Bharat 22 ETF anchor book subscribed six times

Bharat 22 ETF's new fund offer (NFO) received subscriptions worth Rs12,000 crore for Rs2,000 crore-worth of shares reserved for anchor investors, ICICI Prudential Mutual Fund says

New Delhi: Bharat 22 exchange-traded fund (ETF), comprising 22 companies, on Tuesday attracted robust bids with the portion reserved for anchor investors getting subscribed six times to the tune of 12,000 crore on the opening day.

ICICI Prudential Mutual Fund managed Bharat 22 ETF’s new fund offer (NFO) has size of over Rs8,000 crore. As much as 25% of total issue size, or Rs2,000 crore, was reserved for anchor investors who put in bids worth about Rs12,000 crore, ICICI Prudential MF said.

The NFO received subscriptions from across the board including mutual funds, foreign portfolio investors, insurance and retirement funds. LIC, Bank of India, SBI Pension Fund, EPFO and HDFC Ergo Insurance among others have put in bids. The issue will open for subscription for retail investors on Wednesday and will remain open till 17 November.

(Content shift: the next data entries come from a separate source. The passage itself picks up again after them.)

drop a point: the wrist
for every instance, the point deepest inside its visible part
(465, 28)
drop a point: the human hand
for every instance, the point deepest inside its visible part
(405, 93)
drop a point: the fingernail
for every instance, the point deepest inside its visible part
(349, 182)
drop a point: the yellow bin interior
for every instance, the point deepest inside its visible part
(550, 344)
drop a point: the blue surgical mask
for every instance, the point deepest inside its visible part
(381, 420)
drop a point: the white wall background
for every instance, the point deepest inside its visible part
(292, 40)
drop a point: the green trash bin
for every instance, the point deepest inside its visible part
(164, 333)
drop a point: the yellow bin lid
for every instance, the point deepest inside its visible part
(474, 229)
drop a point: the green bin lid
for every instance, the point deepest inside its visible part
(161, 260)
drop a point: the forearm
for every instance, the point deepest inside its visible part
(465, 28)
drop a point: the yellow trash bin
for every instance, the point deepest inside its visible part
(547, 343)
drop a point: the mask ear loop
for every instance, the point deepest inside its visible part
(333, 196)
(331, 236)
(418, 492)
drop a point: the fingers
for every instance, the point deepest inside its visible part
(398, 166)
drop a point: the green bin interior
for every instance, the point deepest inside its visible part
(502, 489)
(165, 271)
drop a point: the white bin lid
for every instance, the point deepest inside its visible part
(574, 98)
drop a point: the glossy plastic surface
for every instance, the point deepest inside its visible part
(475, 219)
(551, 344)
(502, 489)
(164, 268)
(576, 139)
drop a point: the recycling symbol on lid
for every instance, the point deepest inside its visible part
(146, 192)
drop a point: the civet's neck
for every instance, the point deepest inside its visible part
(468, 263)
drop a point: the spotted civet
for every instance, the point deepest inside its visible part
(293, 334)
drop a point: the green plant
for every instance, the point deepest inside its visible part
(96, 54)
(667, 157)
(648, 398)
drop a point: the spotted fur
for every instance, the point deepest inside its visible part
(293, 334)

This Index is a unique blend of shares of key central public sector enterprises (CPSEs), public sector banks (PSBs) and also the government owned shares in blue chip private companies like Larsen & Tubro (L&T), Axis Bank and ITC. “The units of the scheme will be allotted 25 per cent to each category of investors. In this ETF, the Retirement Fund has been made separate category of investors," a finance ministry statement said.

In case of spill-over, additional portion will be allocated giving preference to retail and retirement funds, it said, adding, there is a 3% discount across the board. The shares of the government companies represent six crore sectors of the economy — finance, industry, energy, utilities, fast moving consumer goods (FMCG) and basic materials making the index broad-based and diversified.

The ETF will help the government meet its ambitious Rs72,500 crore disinvestment target for the current fiscal. “We are delighted to see the overwhelming response received from anchor investors and aiding the Government of India’s disinvestment programme. Over the next three days, we look forward to active participation from Non Anchor Investor category who have the opportunity to participate in the India growth story, at a discounted price, through this attractive long term investment opportunity," ICICI Prudential Mutual Fund managing director and chief executive officer (CEO) Nimesh Shah said in a statement.

The state-owned companies or PSUs that are part of the new ETF are ONGC, IOC, SBI, BPCL, Coal India and Nalco. The other central public sector entities on the list are Bharat Electronics, Engineers India, NBCC, NTPC, NHPC, SJVNL, GAIL, PGCIL and NLC India.

Only three public sector banks — SBI, Indian Bank and Bank of Baroda — figure in the Bharat-22 index. On Monday, Anuradha Thakur, joint secretary at the department of investment and public asset management (DIPAM), had said that the initial issue size for the ETF is Rs8,000 crore but government can also consider going beyond looking at the response.

“The BHARAT 22 ETF is an excellent avenue for investors to participate in some of the best companies with high future grown potential. The ETF is well diversified with investments across six core sectors and offers good prospects for investors," said Neeraj Kumar Gupta, secretary, DIPAM.

The government had raised about Rs8,500 crore through the two tranches of CPSE ETF last fiscal. It had first launched ETF in March 2014 and had garnered Rs3,000 crore. The first CPSE ETF consisted of scrips of 10 PSUs — ONGC, Coal India, IOC, GAIL (India), Oil India, PFC, Bharat Electronics, REC, Engineers India and Container Corporation of India.